2020 Dem candidate: I have 'executive experience,' 'life experience'

Former Obama administration official Julian Castro, who announced on Saturday that he was running for president, tried to refute the Republican National Committee's claim that his limited experience makes him an extreme "lightweight" in the presidential race.

The 44-year-old candidate appeared on CBS's "Face the Nation" where co-host Margaret Brennan asked him to respond to RNC spokesperson Michael Ahrens' tweet referring to him as "one of the biggest lightweights to ever run for president."

"How do you respond, and how do you explain why you are qualified to be commander in chief?" Brennan asked.

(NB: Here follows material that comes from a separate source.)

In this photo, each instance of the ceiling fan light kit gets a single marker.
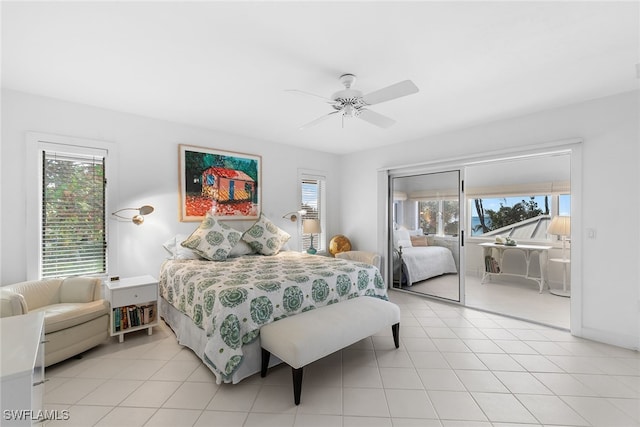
(350, 102)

"You know, they are going to use those kinds of words for every single Democrat that decides to run for president," Castro said. "I wouldn't put too much stock in that. I would just say to the American people directly that I have executive experience. I've led one of the largest, most diverse cities in the country. I've led a federal agency, HUD, and done some great work to expand opportunity. I know what it takes to ensure that we have a government that functions well."

He said he also thinks his "life experience" resonates with many Americans, referencing how he was raised in a single-parent household and attended public schools in San Antonio.

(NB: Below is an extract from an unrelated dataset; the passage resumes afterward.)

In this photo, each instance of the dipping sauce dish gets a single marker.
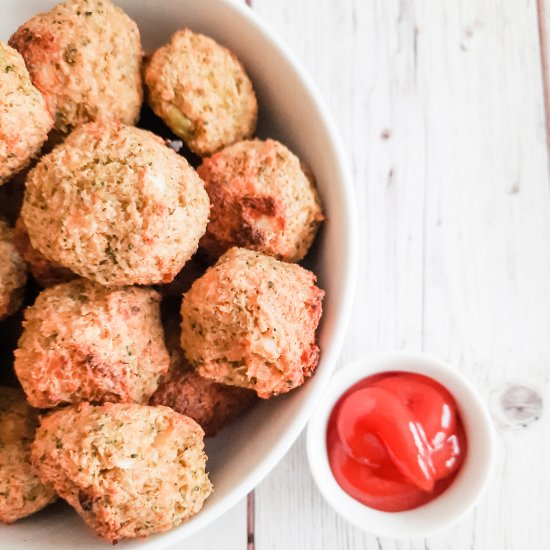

Castro, who served as the Secretary of Housing and Urban Development during the Obama administration, was surrounded by family and friends at San Antonio’s Plaza Guadalupe on Saturday when he told the crowd that he was ready to begin the next chapter of his "American dream."

"I’m running for president because it’s time for new leadership," Castro said. "It’s time for new energy and it’s time for a new commitment to make sure that the opportunities I’ve had are available for every American."

Castro struggled on Jan. 6 to answer a similar question about his aptitude when pressed by ABC host George Stephanopoulos on what qualified him to be the next president.

"Well, I—as I said earlier, I think that being mayor of a large city and serving in the president's cabinet certainly qualifies one to be commander in chief, and I'm going to go out there and make the case," Castro said.